Derek DeWitt: That’s a very nice metaphor. So, that’s kind of the state of things as we speak right now in AI, as it is starting to creep, at possibly an accelerated pace, into the everyday world. And like we’ve seen with various communication methods – the web, websites – you know how it is now, if you don’t have a website, I don’t believe you’re a real business. Sorry, dudes.

Josh Bachynski: Yeah.

Derek DeWitt: You know, like, you don’t have a website? I don’t know. Especially like a hotel. A hotel that doesn’t allow me to look at the rooms or book online, I’m not gonna stay there. I’m just not, I’m sorry, I’ve become techie, I guess, in this regard.

Josh Bachynski: Yeah.

Derek DeWitt: And now we see a lot about how, ’cause we’re at this cusp of AI is improving. It’s really starting to, it’s hit this sort of sea change moment where it’s become good enough and smart enough and it’s learning at such a pace, (like you said, it’s getting 90% on the LSAT, some of them), that as a tool, we’re gonna, of course, see more and more people use AI tools for various purposes. And then we have this, we’re sort of on the cusp of someday Web 3.0 is gonna come around, and that’s gonna transform, again, the way that we communicate with each other and how machines communicate with other machines and so on via the internet.

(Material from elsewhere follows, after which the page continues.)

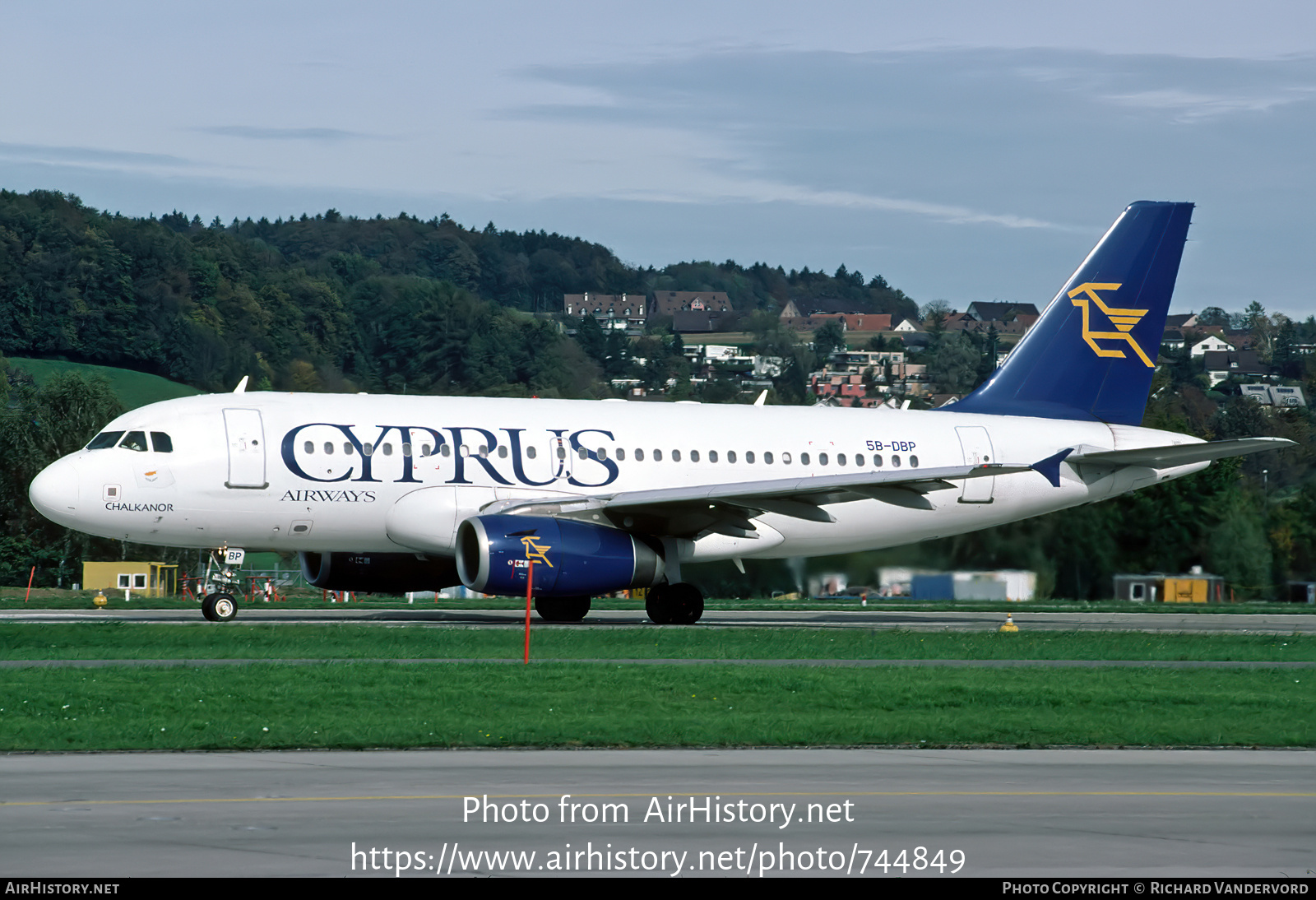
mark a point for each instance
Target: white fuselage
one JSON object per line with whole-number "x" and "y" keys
{"x": 290, "y": 471}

Josh Bachynski: Yes, exactly.

Derek DeWitt: Yeah. We start to see how everything seems like we’re heading towards what one article, that was actually written by a person, I think…

Josh Bachynski: Or so they say!

Derek DeWitt: Or so they said! They gave it a byline. …that we’re heading towards something more like personalized content. And in that, I think we’re kind of maybe a little bit talking about like the movie Minority Report where, you know, you walk in, it scans your eye and goes, hey, how did you like that t-shirt that you bought? And things like this.

But we’re actually talking about a much more sophisticated thing than that. And that’s something, I’m starting to see that there are these, what are being called AI-led models for defining audiences and targeting audiences, acquiring audiences, and finetuning what you communicate to the audience, so that it is relevant and engaging and interesting to every person who walks by.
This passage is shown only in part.